2.3. Ship Domain Model for Crossing the Channel

For ship crossing navigation shown in Figure 5, the ship crossing domain is defined as the safe water region that another ship could not enter the ship's virtual domain illustrated as the red dotted line range (it is assumed to be the domain of the crossing ship navigating along the channel) when it is crossing the waterway. This indicates that the time for the ships navigating around the crossing ship to the junction of channels should be longer than the time that the crossing ship takes to cross the main channel.

Figure 5. Dynamic ship domain for crossing navigation.

The scale of the crossing domain can be determined as follows:

(7)$$A_{cro} = \displaystyle{{D^{in} + D^{out}} \over {\cos \theta}} $$
(8)$$W_{cro} = A_{nav - 2} \cdot \cos \theta $$
(9)$$D^{in} + D^{out} = \left(\displaystyle{{D_{cro} + L_{cro}} \over {V_{cro}}} \right) \cdot V_{nav}^{in} + \left(\displaystyle{{D_{cro} + L_{cro}} \over {V_{cro}}} \right) \cdot V_{nav}^{out} + A_{nav - 1} + B_{cro} $$
(10)$$\theta = \arctan \displaystyle{{W_{channel}} \over {2(D^{in} + D^{out} )}}$$

where A cro is the major axis, W cro is the minor axis, $D_{}^{{\rm in}} $ is the safe distance from the approaching ships, $D_{}^{{\rm in}} $ is the safe distance from the departing ships, θ is the angle of main channel 1 and the major axis of the crossing domain, $A_{nav - 1} $ is the major axis of ship's navigation domain voyaging in main channel 1, $A_{nav - {\rm 2}} $ is the major axis of domain for crossing ship navigating along channel 2, D cro is the width of crossing channel 2, L cro is ship length, B cro is the ship width, $V_{nav}^{in} $ is the in-flow ship cruising speed, $V_{nav}^{out} $ is the out-flow ship cruising speed, and W channel is the width of channel 1.

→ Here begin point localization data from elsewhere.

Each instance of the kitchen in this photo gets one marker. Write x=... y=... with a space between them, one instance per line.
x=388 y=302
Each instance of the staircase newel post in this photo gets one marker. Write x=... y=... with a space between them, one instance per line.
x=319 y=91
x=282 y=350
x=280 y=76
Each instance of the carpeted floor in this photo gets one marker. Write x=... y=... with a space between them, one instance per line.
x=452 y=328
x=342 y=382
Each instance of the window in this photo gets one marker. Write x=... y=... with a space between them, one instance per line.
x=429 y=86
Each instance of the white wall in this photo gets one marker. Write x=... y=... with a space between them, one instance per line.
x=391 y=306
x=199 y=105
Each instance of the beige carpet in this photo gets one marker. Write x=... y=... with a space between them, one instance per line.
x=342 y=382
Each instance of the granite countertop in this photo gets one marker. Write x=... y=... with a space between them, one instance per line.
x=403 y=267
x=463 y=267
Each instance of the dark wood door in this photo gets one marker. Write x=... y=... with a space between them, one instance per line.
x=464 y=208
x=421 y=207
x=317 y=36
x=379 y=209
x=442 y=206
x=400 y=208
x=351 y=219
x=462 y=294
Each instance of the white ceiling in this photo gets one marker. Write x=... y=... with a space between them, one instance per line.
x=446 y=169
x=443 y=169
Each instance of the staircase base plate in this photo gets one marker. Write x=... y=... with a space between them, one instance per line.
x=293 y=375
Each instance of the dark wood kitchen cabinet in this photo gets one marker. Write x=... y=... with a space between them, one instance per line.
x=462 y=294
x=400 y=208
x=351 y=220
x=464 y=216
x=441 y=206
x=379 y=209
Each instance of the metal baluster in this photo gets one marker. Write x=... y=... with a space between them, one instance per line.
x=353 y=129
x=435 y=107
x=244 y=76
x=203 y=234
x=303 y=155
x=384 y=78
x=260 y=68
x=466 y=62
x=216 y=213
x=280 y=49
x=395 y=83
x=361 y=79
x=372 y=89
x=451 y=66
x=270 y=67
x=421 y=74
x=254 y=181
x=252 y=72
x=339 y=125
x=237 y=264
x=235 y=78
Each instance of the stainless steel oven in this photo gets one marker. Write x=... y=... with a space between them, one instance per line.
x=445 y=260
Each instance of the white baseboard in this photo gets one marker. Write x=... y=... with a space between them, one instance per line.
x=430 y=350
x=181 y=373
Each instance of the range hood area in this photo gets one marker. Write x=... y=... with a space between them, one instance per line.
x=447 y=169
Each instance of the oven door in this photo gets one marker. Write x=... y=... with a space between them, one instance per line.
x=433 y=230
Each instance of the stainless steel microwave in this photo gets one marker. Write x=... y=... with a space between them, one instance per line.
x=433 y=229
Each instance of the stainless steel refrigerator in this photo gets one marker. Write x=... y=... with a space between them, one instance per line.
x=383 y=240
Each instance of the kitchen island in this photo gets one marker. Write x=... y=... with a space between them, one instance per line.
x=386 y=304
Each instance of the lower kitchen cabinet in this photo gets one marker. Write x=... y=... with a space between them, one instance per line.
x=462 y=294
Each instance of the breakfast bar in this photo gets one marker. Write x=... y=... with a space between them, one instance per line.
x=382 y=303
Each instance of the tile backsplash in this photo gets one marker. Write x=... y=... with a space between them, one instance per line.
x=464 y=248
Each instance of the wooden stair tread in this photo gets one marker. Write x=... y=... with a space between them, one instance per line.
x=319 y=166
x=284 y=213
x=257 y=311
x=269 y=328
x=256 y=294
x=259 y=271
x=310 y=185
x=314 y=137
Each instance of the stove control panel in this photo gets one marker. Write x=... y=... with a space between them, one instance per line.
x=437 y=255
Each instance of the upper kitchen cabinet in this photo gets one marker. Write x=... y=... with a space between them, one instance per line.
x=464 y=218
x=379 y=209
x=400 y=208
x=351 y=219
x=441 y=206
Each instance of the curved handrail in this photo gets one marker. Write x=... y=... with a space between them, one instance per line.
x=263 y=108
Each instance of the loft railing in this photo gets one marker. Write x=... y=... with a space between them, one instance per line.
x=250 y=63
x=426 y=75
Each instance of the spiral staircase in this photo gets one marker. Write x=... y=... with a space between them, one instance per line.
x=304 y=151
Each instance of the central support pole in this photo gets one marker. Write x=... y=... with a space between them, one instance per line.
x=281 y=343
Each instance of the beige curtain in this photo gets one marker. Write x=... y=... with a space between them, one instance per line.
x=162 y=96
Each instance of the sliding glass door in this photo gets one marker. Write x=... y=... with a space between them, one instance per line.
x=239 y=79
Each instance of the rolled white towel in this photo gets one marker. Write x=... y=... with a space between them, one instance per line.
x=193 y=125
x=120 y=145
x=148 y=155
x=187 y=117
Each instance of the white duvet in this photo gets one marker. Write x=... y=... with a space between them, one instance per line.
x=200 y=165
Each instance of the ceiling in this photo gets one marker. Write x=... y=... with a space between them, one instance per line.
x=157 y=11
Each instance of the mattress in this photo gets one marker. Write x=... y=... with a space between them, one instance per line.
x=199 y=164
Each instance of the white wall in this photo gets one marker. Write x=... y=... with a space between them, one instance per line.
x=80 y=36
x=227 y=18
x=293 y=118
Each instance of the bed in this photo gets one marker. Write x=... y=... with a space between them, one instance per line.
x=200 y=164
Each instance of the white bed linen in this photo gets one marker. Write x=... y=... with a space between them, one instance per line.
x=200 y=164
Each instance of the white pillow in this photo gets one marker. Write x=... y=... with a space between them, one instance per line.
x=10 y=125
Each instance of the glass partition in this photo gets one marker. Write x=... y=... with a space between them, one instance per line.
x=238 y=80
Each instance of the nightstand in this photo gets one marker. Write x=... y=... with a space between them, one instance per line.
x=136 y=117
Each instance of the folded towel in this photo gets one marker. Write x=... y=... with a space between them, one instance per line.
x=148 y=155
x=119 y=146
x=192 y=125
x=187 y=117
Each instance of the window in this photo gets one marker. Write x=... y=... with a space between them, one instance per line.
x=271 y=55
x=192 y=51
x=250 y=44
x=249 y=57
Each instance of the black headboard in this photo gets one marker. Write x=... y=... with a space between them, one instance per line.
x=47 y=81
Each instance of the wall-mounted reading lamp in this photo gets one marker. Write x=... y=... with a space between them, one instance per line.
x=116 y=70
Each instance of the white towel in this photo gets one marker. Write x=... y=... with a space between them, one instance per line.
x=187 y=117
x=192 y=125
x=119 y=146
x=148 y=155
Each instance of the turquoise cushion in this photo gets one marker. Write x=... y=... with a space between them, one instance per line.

The model considers the influence between crossing ships and ships navigating along the main channel where navigators must judge if crossing is safe. Meanwhile, the safe domains for ships cruising in the same direction in the main channel or crossing the channel could still be determined using the proposed domain model for ships navigating along the channel.

2.4. Ship Domain Model for “Another Flow Joining”

Where another channel joins a traffic flow, in general, “another flow joining” may be classified into two types. The first type does not need to go through the reverse traffic flow, while the second type needs to traverse through the reverse traffic flow.

As shown in Figures 6 and 7, the domain for another flow joining is defined as the safe water region that another ship could not enter the ship's virtual domain illustrated as the black dotted line range (it is assumed as the domain of the crossing ship navigating along the channel) when the flows merge. This means that the time that ships around the crossing ship navigating along the channel reach the junction of channels should be longer than the time that the ship takes to join the flow.

Figure 6. Type I dynamic ship domain for ships joining another flow without affecting reverse flow.

Figure 7. Type II dynamic ship domain for ships joining another flow affecting reverse flow.

As shown in Figure 6, the safe domain for ships joining another flow without the need to go through the reverse traffic flow can be determined as follows:

(11)$$A_{\,join}^a = V_{nav}^{in} \cdot T_{\,join} + L_{\,join} + A_{nav - 1} $$
(12)$$W_{\,join}^a = A_{nav - 2} \cdot \sin \left( {\varphi /2} \right)$$

where $A_{join}^a $ is the major axis, $W_{join}^a $ is the minor axis, $V_{nav}^{in} $ is the speed of ships joining the flow, T join is the time taken to join the flow, $A_{nav - 1} $ is the major axis of ship's domain for the ships in the main channel, $A_{nav - 2} $ is the major axis of the domain for the “joining” ship navigating along the main channel, L join is the length of joining ship, and ϕ is the steering angle.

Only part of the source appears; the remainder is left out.